Я смотрю на всё это со стороны, чуть колыхаясь. Смотрю и понимаю, что границы Тумана — как и любые другие материальные границы — больше не держат меня.
Пора в путь.
Глава 18
Сработало.
Мир вокруг меня уже не был… материальным. То, что удерживало меня внутри области Тумана, теперь не имело надо мной власти. Величайшая загадка Человечества — что находится по ту сторону смерти — вот-вот готова была открыться передо мной.
Чувствовал ли я некий внутренний трепет, стоя пороге разгадки? Конечно же, да.
Я изучал смерть долгие годы. Я возвращал в мир живых души, поднимал бессловесные тела. Я даже, собственно, этот самый фокус проворачивал… но в те разы моя душа не успевала уйти далеко.
Поэтому Тот Свет мне предстояло увидеть впервые. Разумеется, я нервничал, тем более, что игра со смертью — всегда рискованно. Чуть что пойдёт не так — и… я уже не вернусь обратно.
Вокруг меня сверкала белизна, но это было не то же самое, что бледное марево Тумана. Это был и не Свет, о котором рассказывают в легендах. Это было… отсутствие. Всего материального. Вязкое, как полузастывший цемент, не желающее тебя отпускать. Пустота, возведённая в абсолют.
Досюда я ещё доходил во время прошлых опытов. Но дальше… дальше должно было открыться что-то совсем иное.

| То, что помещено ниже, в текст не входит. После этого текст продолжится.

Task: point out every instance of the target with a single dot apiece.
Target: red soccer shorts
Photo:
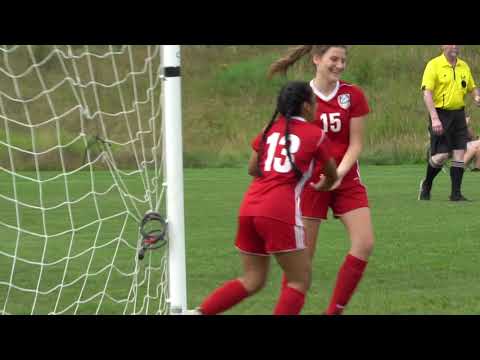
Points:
(351, 195)
(264, 236)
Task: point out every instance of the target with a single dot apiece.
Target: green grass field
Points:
(425, 261)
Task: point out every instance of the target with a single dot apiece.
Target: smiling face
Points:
(331, 65)
(451, 51)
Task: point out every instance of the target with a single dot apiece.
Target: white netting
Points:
(80, 165)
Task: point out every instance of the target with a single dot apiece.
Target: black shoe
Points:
(458, 197)
(424, 191)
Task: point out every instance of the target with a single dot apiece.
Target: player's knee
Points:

Я знал, что задача моя проста — если так можно назвать попытку умереть и воскреснуть. Пройти через Посмертие и выйти в мир живых. Дальше… подать знак своим. Я уже знал, как именно сделаю это.

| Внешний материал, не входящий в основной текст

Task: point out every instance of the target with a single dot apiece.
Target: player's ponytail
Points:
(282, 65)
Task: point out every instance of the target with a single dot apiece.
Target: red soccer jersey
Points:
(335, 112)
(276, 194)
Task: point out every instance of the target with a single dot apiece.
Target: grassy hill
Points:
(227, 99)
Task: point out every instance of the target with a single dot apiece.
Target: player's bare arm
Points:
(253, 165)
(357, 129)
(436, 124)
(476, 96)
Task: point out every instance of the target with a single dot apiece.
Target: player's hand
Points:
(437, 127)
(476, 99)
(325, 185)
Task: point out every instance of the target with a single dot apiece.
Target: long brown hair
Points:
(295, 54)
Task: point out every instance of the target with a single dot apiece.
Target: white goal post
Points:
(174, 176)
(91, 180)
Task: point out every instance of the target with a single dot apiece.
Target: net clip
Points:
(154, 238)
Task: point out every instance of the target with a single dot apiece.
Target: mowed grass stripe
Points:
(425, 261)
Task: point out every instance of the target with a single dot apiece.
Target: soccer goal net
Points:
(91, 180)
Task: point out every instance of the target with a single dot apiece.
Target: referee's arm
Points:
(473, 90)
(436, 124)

А после вернуться тем же путём, что и явился.
Пустота свистела вокруг меня. Могло показаться, что это я лечу куда-то, но нет: здесь не было понятия пространства, а если и было — то совершенно чуждое, непохожее ни на что земное. Это не я летел — это Тот Свет двигался, пока я оставался неподвижен.

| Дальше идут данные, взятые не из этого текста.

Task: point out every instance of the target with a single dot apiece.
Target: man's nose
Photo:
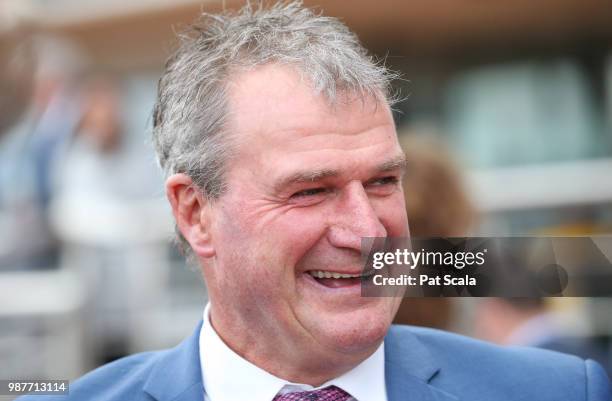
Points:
(354, 218)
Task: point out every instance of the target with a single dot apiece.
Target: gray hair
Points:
(191, 108)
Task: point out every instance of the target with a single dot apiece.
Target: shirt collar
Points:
(366, 381)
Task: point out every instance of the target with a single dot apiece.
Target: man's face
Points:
(306, 183)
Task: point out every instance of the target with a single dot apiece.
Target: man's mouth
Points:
(335, 279)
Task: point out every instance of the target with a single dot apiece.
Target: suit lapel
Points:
(177, 375)
(409, 368)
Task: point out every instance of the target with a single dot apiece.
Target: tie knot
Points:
(331, 393)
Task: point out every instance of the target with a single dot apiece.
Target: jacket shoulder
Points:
(122, 379)
(488, 371)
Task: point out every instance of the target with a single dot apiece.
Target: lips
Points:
(330, 274)
(334, 279)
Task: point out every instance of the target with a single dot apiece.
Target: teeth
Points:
(326, 274)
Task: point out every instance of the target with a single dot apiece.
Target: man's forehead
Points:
(278, 98)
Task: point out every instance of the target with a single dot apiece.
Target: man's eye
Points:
(308, 192)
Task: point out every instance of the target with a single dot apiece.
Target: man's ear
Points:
(190, 207)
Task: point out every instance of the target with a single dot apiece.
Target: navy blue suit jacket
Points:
(420, 364)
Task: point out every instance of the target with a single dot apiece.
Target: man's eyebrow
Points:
(305, 176)
(300, 177)
(397, 163)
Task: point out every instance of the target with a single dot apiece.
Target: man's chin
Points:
(357, 332)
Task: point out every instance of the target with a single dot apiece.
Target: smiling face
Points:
(306, 182)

Медленно, постепенно я начинал осознавать, что Пустота не пуста. Вокруг меня был… кто-то. Чужое присутствие ощущалось скорее подсознанием, чем явно.
— Готфрид.
Ого. Меня тут даже знают по имени! Честно говоря, не ожидал.
— Я здесь, — спокойно отозвался я. — А кто меня спрашивает?
— Готфрид, — произнёс уже другой голос и, кажется, с другой стороны. Если здесь вообще есть сторона, а не просто мой разум до сих пор использует привычные ему образы.
— Знаете, — заметил я, — не люблю, когда со мной говорят из тени, не представившись. Может, выйдете уже?
— Мы выйдем, — подтвердил первый голос. — Мы ждали тебя.
— Давно ждали, — добавил второй.
Даже так?
— Ну, — я пожал плечами — или, точнее, моё сознание сделало вид, что пожимает несуществующими плечами, — тогда вас не очень обрадует новость, что я здесь временно. Заскочил по пути.
Молчание. Кажется, такое заявление заставило задуматься моих собеседников.
— Ты самоуверен, — заметил первый голос.
— Имею право.
— Возможно, — не стал спорить второй. — Но иногда такая самоуверенность переходит все пределы.
Белизна пустоты медленно гасла, открывая моему взору тёмный замковый коридор. Каким-то шестым чувством я вдруг ясно осознал, что ничего этого не существует на самом деле, Пустота всё так же абсолютна — а любые образы берутся из моего сознания.